After 1990, Mouna grew so mellow her look of letdown all but disappeared. Never to return in force until she found herself arguing with Abid about whether Amin had died an infidel, then admonishing you for your wayward ways—fatherless floozie that you’d become!— the true extent of which she would never have the courage to take on. Decades of worship had not prepared her for the anger and the anguish of bereavement. Nor for the loss-lucidity that rudely shook her out of her reverie, made her see.

Nor, against fear of disgrace in this life and torture in the next, could her children provide relief.

Nour might be the sanest man in her life. That’s how she thinks of me despite my marriage to Aya Mandour. A sane mind and a clean soul. But, whether in terms of heavenly credit or practical living, I was a lost cause, now, wasn’t I.

And, correct and caring though he acted, she could only see Abid as a state-of-the-art miniaturization of her late brother, Umair.

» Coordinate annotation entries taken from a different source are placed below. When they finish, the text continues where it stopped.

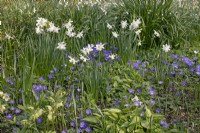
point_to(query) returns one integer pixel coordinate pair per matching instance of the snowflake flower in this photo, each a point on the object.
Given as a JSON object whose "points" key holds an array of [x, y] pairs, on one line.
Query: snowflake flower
{"points": [[61, 46], [135, 24], [115, 34], [166, 47], [124, 24]]}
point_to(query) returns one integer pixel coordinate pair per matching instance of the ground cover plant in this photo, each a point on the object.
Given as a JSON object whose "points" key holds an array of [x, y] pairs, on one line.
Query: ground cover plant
{"points": [[99, 66]]}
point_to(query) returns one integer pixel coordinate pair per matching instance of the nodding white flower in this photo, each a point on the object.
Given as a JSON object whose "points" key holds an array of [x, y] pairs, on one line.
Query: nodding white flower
{"points": [[61, 46], [39, 30], [115, 34], [99, 46], [135, 99], [196, 51], [157, 34], [139, 43], [138, 32], [6, 97], [68, 25], [8, 36], [41, 22], [124, 24], [166, 47], [83, 58], [135, 24], [73, 60], [109, 26], [70, 33], [112, 56], [52, 28], [80, 34]]}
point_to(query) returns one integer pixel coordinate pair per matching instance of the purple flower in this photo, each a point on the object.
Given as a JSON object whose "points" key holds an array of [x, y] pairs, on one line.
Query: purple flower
{"points": [[174, 65], [131, 91], [174, 56], [125, 97], [88, 129], [11, 101], [79, 90], [64, 131], [88, 111], [198, 69], [187, 61], [41, 78], [136, 64], [183, 83], [172, 73], [127, 105], [152, 101], [73, 124], [107, 88], [12, 108], [39, 120], [99, 63], [160, 82], [83, 124], [151, 90], [51, 71], [141, 114], [50, 76], [116, 102], [9, 116], [138, 90], [137, 103], [164, 123], [157, 110], [153, 69], [17, 111], [79, 130], [72, 67]]}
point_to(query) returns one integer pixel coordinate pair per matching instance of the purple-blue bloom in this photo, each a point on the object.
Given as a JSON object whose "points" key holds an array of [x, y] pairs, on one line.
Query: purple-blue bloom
{"points": [[73, 124], [39, 120], [164, 123], [88, 129], [131, 91], [83, 124], [88, 111], [9, 116]]}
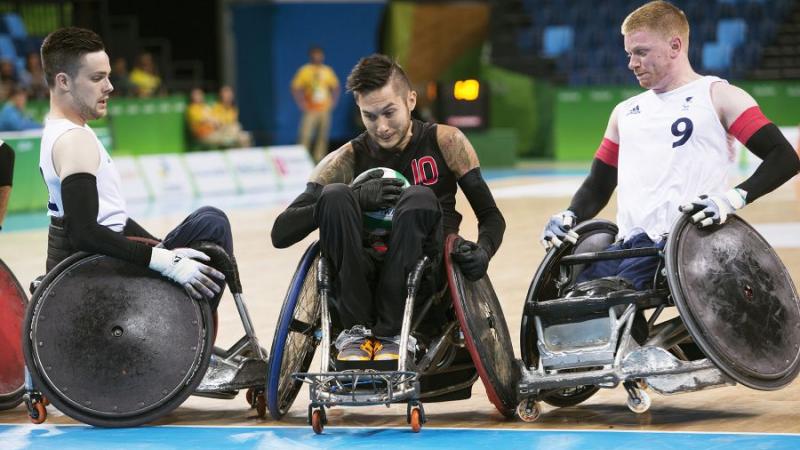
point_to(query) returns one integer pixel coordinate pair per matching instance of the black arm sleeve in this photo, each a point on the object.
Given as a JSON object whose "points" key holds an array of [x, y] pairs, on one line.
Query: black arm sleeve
{"points": [[6, 165], [297, 221], [595, 192], [132, 228], [79, 196], [780, 162], [491, 224]]}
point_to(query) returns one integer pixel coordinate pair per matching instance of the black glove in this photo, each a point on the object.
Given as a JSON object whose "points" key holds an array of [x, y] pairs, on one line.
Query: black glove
{"points": [[471, 258], [374, 193]]}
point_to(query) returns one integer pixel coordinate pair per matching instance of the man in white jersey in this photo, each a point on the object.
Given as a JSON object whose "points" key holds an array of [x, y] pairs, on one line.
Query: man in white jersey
{"points": [[669, 149], [86, 206], [6, 178]]}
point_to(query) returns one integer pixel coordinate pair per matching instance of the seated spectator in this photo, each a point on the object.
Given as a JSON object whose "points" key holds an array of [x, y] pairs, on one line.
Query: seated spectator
{"points": [[33, 79], [200, 118], [120, 78], [12, 115], [144, 77], [229, 131], [8, 78]]}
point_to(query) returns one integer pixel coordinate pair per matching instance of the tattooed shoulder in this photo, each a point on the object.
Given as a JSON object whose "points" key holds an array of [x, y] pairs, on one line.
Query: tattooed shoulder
{"points": [[456, 149], [337, 167]]}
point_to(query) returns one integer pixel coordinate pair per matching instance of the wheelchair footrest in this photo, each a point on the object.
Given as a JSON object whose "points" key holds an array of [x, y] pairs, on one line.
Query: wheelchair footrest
{"points": [[665, 373], [361, 387], [570, 308]]}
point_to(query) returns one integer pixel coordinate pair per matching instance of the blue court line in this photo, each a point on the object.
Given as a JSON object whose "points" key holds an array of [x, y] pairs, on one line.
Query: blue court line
{"points": [[17, 437]]}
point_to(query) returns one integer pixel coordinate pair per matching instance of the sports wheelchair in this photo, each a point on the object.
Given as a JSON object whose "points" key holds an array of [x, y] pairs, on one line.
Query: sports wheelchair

Or worse: her second handler from the Mukhabarat. With his athletic physique and clichéd good looks, Abid was a younger version of the person she called the Newspaperman. She might deny it even to her- self, but she knew in her bones that boy would always be an aberration, not of the same benign substance as Amin. It must’ve boggled her mind even more than his siblings’ how he could turn out that way. But there was no denying he had.

As for her exotic flower, it had grown into a man-eating mandrake. Now there was no more money with which to drown her sorrows in value propositions. But, worst of all, there was no Amin to argue with. Unbeknown to her, the very purpose of Mouna’s life had actually been to refute Socialism. To surround the puritanically left-wing political prisoner she’d married with a well-heeled and Allah-fearing Sadat-era family, never mind how he felt. Now this purpose was wrested from her bra where she had kept it, like a peasant woman’s cleavage-purse, for decades on end.

Unlike the parapet, Mouna’s initial collapse would be gruelingly gradual. But if it hadn’t happened in 2001, nor would her 2011 transformation. Four years after the revolution I am forced to the appalling conclusion that only Amin Abdalla Amin had enabled Amna Abu Zahra to stay a believer. He had to die before she could reinvent the world one last time, plucking God out of it to fulfill her destiny.